Организованная религия в кризисе. А какие формы принимает «новая религия»? Если будущее веры за «бедной религией» (есть такой термин), то как эта бедность будет выглядеть? Может ли быть организовано дезорганизованное?
Поставим вопрос для начала на другом материале. Как будет выглядеть «бедная философия»? Вот есть институт философии РАН. Он, правда, вообще не имеет к философии отношения, это чисто большевистская пропагандистская контора, которая за сто лет потеряла (почти) свой яд и просто крышует нескольких историков философии и, шире, культуры. Довольно бедный институт философии, но, как говорится, маленькая бородавочка, а всё ж прибавочка.
Разумеется, крышует и псевдо-историков, но это характерно для любой организованности в гуманитарной сфере. В плотницком ремесле легко опознать кое-какера, в физике проще простого, а в истории философии — очень трудно.
Однако, единственный настоящий философ России последних ста лет в институте философии не работал никогда. Мераб Мамардашвили. Не очень сильный философ, скорее, сильный мыслитель, но тем не менее.
Это и для других стран характерно.
Так есть ли будущее у философии?
Да, конечно. Философия обречена на отделение от государства даже, если философы будут этому сопротивляться. Им придётся вернуться к точке, где у философа одна просьба к власти: «Отойди и не заслоняй мне солнца истины», и на столе вазочка с цикутой, превосходно укрепляет исходные философские позиции.
Заметим, что речь идёт о философах, а не об историках философии. С историков спросу меньше, они ближе к плотникам-физикам, наше дело говорить правду, а кто закажет правду, без разницы. А философ имеет дело не с правдой, а с истиной, бедолага.
Существует ли солидарность философов или они как поэты — сходятся исключительно для оплёвывания друг друга? Существует, конечно. И у поэтов существует солидарность. Просто философов всегда меньше, чем поэтов. А верующих всегда больше, потому что поэты создают поэзию, а верующих создаёт Бог. Вера от слышания, а религия от веры. Вера слышит Бога-Слово, религия даёт этому слышанию внешние формы. Солидарность верующих ближе к солидарности поэтов. Солидарность философов в том, чтобы читать друг друга, солидарность верующих в том, чтобы слушать друг друга.
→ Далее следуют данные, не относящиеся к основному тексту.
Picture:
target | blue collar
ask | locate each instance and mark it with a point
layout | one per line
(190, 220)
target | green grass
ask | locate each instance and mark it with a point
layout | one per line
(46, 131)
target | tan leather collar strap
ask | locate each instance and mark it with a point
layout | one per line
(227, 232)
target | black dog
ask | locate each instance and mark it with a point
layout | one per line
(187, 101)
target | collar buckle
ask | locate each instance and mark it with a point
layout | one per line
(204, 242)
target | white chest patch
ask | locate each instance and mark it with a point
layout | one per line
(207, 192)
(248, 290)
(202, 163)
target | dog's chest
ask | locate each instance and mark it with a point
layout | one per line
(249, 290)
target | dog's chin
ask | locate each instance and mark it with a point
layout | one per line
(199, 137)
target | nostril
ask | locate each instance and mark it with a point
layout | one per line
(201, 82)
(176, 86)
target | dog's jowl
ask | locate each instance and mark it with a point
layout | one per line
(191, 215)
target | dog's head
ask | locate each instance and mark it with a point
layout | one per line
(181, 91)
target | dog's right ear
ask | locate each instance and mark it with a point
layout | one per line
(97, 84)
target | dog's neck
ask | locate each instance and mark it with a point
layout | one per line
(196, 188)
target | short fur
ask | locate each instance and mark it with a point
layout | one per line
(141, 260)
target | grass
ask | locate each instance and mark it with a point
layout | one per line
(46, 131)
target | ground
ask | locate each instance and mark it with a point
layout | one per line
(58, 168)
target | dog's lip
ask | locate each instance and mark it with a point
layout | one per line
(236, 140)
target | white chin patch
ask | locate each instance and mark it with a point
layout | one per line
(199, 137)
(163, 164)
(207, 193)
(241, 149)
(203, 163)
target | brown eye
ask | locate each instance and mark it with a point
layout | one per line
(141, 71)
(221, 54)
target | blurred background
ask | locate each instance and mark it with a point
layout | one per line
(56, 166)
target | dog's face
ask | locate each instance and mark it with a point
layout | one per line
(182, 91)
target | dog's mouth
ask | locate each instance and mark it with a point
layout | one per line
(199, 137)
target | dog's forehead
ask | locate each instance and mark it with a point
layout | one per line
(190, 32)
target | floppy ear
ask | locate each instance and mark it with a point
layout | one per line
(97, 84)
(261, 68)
«Бедная солидарность» не бедный Йорик, это не череп, это вполне говорящая голова. Граница между бедной религией и фикцией религиозности именно в речи. Кто «верует в глубине души» и поэтому не молится вслух, не молится с другими и не говорит о Боге с другими, тот как поэт, который не пишет стихов и не читает стихов, своих и чужих. То есть, не поэт. Вера без религии мертва. Бедный Йорик молчит, а бедная религия говорит. Но денег у неё нет или очень мало. Нет денег — нет власти.
В течение многих веков религия была поверх барьеров, теперь — под барьерами. Проползти, а не проскакать на лихом коне государственности. Не Академия Наук с огромными зданиями и зарплатами, а академия из 2-3, 12-13 человек. Квартет-квинтет. Собраться несколько раз в месяц.
Поговорить с Богом, друг с другом. Остальное по мере сил. Как Бог даст. Не более того! Это очень трудно — не брать от жизни более того, что Бог даёт. Собственно, грех — с религиозной точки зрения — этим и исчерпывается: грех берёт от жизни более того, что Бог даёт. Поэтому вечно и недоволен.
Писать книги? Читать книги? По мере сил. Сократ, впрочем, не писал, а Платона не печатали. Это не означает отказа от интеллектуальной составляющей философии или религии, это означает освобождение интеллекта от обязанности «составлять». Просто мысли. Роденовский мыслитель не случайно голый. Но поэт или верующий не случайно должны быть одеты. Как — ну, это по ходу делу решается.
Новая, бедная солидарность хоть в политике, хоть в религии, хоть в браке отличается одним: она ненасильственна. Она не диктаторствует. Не командует жене — марш на кухню. Командует ли новая солидарность «не прелюбодействуй»? Разрешает ли развод? Венчает ли однополые браки? Да кто ж её знает! Заранее трудно сказать, это ж дело будущего. Наверное, всё-таки вряд ли. Это же солидарность в вере, в любви, в истине, а не в распутстве тела или мысли. Но граница не так ясно выражена, как это хотелось бы директорам института философии и начальникам церковных канцелярий, ханжам от религии, но и не так расплывчата, как хотелось бы шалунам от религии. Эта солидарность — смесь частицы и волны, а не пряника и кнута. Солидарность, которую нельзя положить в сейф до завтра, утром она будет, никуда не денется. Солидарность мгновений, ситуаций, ситуация не решений и протоколов, а разговоров. Солидарность слабых взаимодействий, которые вообще-то и позволяют вселенной существовать.